Та подошла и села на скамеечку. Анна, не в силах сдержаться, тяжко всхлипнула и повалилась к ней на плечо. Платок сполз с её головы.
— Ну, ну, — погладила её Марья Фирсовна по тёплым волосам. — Я вот гляжу — изводишься ты без меры. Всю ночь проплакала, я слышала… Тяжко тебе?
— Так тяжко, так тяжко, если бы кто знал! — сквозь слёзы проговорила Анна. — Вот зачем только нарождается человек? На муки, да?
— Вишь тут какое дело-то, — задумчиво произнесла Марья Фирсовна. — Не было бы муки, не было бы и счастья. Не понимали бы тогда его…
— Да где оно, счастье? Али хотя бы простая радость? Какова она на вкус-то?
— Ну, это уж ты врёшь, девонька, — сурово произнесла Марья Фирсовна. — Было оно у тебя когда-то в жизни. У каждого человека бывает. Не может не бывать, хотя бы маленько.
Анна поднялась, поправила платок, вздохнула.
— Не знаю. Может, было. Только совсем-совсем маленько. И давно. Так давно и так маленько, что будто и не было. Забылось уже всё.
— Где же забылось, раз страдаешь об нём? Не забылось.
Прошла ночь — мёртвая, глухая. Ещё час назад казалось, что ночь никогда не кончится, что вот так и будет вечной чернотой лежать на земле, придавив этой нескончаемой теменью все звуки, всю жизнь. Но вот просочился рассвет, пока ещё бледноватый и скучный, — и быстро начали вспыхивать окна в домах, задымились трубы.
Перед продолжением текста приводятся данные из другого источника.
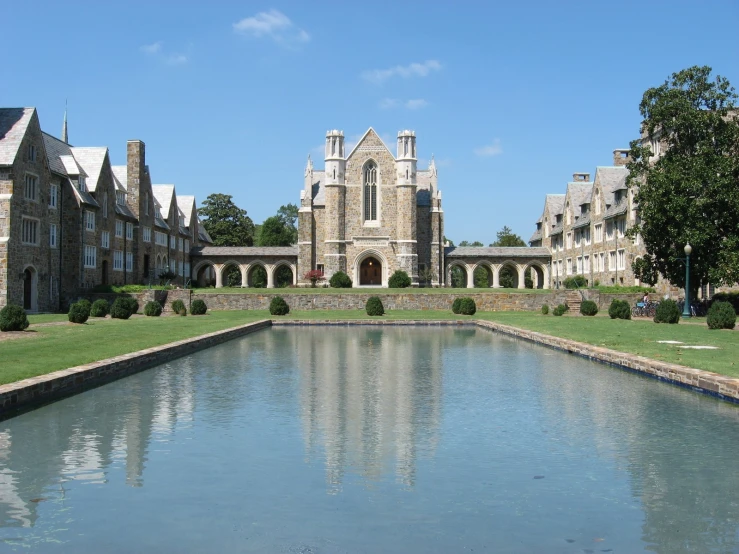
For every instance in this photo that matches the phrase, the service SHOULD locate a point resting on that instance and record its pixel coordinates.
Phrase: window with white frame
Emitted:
(53, 195)
(30, 190)
(30, 231)
(118, 260)
(89, 220)
(90, 256)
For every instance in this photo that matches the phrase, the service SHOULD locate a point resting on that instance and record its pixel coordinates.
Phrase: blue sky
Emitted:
(510, 97)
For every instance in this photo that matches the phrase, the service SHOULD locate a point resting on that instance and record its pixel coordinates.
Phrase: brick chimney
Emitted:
(136, 169)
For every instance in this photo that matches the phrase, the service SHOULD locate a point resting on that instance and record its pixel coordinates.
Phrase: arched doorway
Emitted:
(370, 272)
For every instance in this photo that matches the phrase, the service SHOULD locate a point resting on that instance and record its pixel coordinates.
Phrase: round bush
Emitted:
(13, 318)
(374, 306)
(667, 312)
(99, 308)
(121, 308)
(619, 309)
(78, 312)
(588, 307)
(198, 307)
(721, 315)
(278, 306)
(153, 309)
(399, 280)
(340, 280)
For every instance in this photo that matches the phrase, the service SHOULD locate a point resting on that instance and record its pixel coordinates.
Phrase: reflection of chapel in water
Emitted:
(372, 418)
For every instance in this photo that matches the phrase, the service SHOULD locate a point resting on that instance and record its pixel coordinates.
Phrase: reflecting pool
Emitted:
(313, 440)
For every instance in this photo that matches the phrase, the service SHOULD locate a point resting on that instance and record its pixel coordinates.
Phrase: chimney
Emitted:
(135, 169)
(621, 156)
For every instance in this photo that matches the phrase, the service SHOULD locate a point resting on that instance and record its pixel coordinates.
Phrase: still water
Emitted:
(364, 440)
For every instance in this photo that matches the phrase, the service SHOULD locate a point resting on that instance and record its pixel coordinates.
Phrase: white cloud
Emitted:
(273, 24)
(415, 69)
(490, 150)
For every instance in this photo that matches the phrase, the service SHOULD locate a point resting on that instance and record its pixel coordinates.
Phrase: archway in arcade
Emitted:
(370, 272)
(257, 277)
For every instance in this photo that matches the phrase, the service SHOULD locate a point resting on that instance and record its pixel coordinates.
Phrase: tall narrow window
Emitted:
(370, 191)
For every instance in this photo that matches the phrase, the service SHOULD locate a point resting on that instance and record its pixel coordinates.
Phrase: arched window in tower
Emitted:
(370, 191)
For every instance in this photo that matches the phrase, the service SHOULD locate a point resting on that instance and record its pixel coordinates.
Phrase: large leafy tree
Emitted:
(506, 237)
(684, 171)
(226, 223)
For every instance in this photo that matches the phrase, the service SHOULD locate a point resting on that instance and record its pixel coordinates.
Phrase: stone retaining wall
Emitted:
(53, 386)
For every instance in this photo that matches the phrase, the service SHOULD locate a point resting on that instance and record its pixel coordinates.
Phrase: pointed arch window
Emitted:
(370, 191)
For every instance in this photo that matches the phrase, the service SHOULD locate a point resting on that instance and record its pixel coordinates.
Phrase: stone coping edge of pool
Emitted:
(35, 391)
(698, 380)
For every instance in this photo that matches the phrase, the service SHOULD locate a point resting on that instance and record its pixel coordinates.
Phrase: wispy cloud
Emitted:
(490, 150)
(415, 69)
(272, 24)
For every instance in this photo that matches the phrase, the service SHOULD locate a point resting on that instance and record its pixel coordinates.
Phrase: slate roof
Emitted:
(495, 252)
(283, 251)
(13, 126)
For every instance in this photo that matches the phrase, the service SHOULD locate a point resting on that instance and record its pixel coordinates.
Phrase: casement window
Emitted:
(30, 231)
(89, 220)
(53, 196)
(90, 256)
(118, 260)
(30, 190)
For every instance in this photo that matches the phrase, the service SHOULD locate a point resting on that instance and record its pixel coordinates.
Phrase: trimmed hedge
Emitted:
(721, 315)
(278, 306)
(340, 280)
(153, 309)
(588, 307)
(399, 280)
(99, 308)
(374, 306)
(79, 312)
(13, 318)
(198, 307)
(667, 312)
(121, 308)
(619, 309)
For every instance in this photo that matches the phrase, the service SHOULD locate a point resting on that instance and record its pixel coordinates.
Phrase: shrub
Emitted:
(667, 312)
(99, 308)
(588, 307)
(13, 318)
(153, 309)
(576, 282)
(721, 315)
(278, 306)
(198, 307)
(121, 308)
(467, 306)
(374, 306)
(340, 280)
(619, 309)
(78, 312)
(399, 280)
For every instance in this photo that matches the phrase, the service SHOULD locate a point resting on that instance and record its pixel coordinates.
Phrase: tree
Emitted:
(274, 232)
(226, 223)
(506, 237)
(684, 171)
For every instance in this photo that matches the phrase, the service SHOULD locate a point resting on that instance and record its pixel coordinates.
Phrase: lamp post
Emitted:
(686, 308)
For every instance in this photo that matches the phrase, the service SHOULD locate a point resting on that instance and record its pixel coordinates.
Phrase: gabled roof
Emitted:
(13, 126)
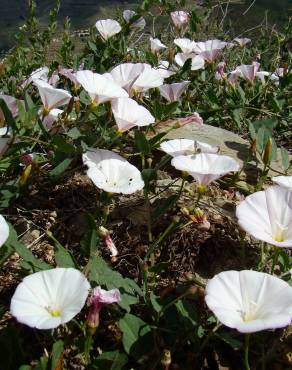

Мигнув, осветилось окошко и у Инютиных. И опять, как несколько часов назад, мелькнула за стеклом тень, чётко обозначилась женская фигура.
— Он что, Фёдор твой, полюбовницу завёл? — откровенно спросила Марья Фирсовна. Анна вздрогнула. — Я всё вижу ведь. Не маленькая.
— Она всю жизнь у него. Вон, — кивнула Анна на мелькавшую в окне тень.
— И что она, лучше тебя?
— Не знаю. Что ты пытку устраиваешь? — почти с ненавистью крикнула Анна.
— Ну, как не знаешь! Думала, поди, об этом, — будто не слыша голоса Анны, не понимая её состояния, сказала Марья Фирсовна. — Все мы ведь думаем об этом. Я вот до сих пор помню, влюбилась ещё девчонкой в одного. Так влюбилась, дура, света белого не вижу. Так и не поняла толком, когда и как он из меня бабу сделал. А потом и бросил, за другой начал ухлёстывать. Господи, сколько я слёз пролила! Перед зеркалом часами голая стояла, всё сравнивала себя с той. Подгляжу, когда она купается, потом сравниваю, — нет, думаю, и ноги у меня стройней, и груди покрепше, и лицо помиловиднее. И опять реветь от обиды. Вот так.
И странно — чем дольше говорила Марья Фирсовна, тем больше успокаивалась Анна. Подкупала, что ли, эта предельная женская откровенность?